D’abord, parce que le retard scolaire me semble mal compris. Pour simplifier, faisons l’analogie avec la course à pied. Si un jeune court un peu moins vite que le reste de sa classe, après chaque heure de course, il sera rendu un petit peu moins loin sur le parcours. Ainsi, plus les heures s’accumulent, plus il se retrouve loin derrière le reste de ses camarades. Vous comprendrez bien que ce n’est pas en faisant courir la classe pendant plus d’heures chaque semaine qu’on aidera ce jeune. Pour lui permettre de rejoindre les autres, il faut le faire courir lui, individuellement, avec du support. Inutile de faire suer tout le monde. 

« Incontrôlable »

Ensuite, parce que quiconque a déjà travaillé avec des jeunes de 15-16 ans sait qu’arrivé le mois d’avril, ceux-ci vont se découvrir de plus qu’un fil... C’est le printemps, le beau temps, les amours, l’excitation, le désir de nouvelles expériences... C’est, en un mot, incontrôlable. 

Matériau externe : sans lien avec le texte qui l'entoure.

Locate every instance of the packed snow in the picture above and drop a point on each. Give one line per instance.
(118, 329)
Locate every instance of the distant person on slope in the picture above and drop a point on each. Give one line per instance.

Alors, imaginez-vous essayer de les convaincre de rester à 2 mètres les uns des autres, de porter un masque... Je ne suis pas spécialiste de l’épidémiologie, mais je pense pouvoir affirmer avec assez de certitude qu’il est plus sécuritaire de regrouper 500 jeunes sur un terrain que 1000 si on espère limiter les contacts et freiner la transmission des variants... 

Enfin, parce que notre modèle hybride a réussi exceptionnellement bien considérant les circonstances. Nous sommes un des seuls endroits en Occident qui n’a pas eu besoin de fermer ses écoles pendant l’année scolaire 2020-2021. Toute proportion gardée, la très vaste majorité de nos établissements scolaires auront été ouverts sans interruption, ce qui est déjà une grande victoire. 

Alors, ça force la question : pourquoi exiger ce changement de dernière minute au moment où on commençait à apercevoir la ligne d’arrivée ?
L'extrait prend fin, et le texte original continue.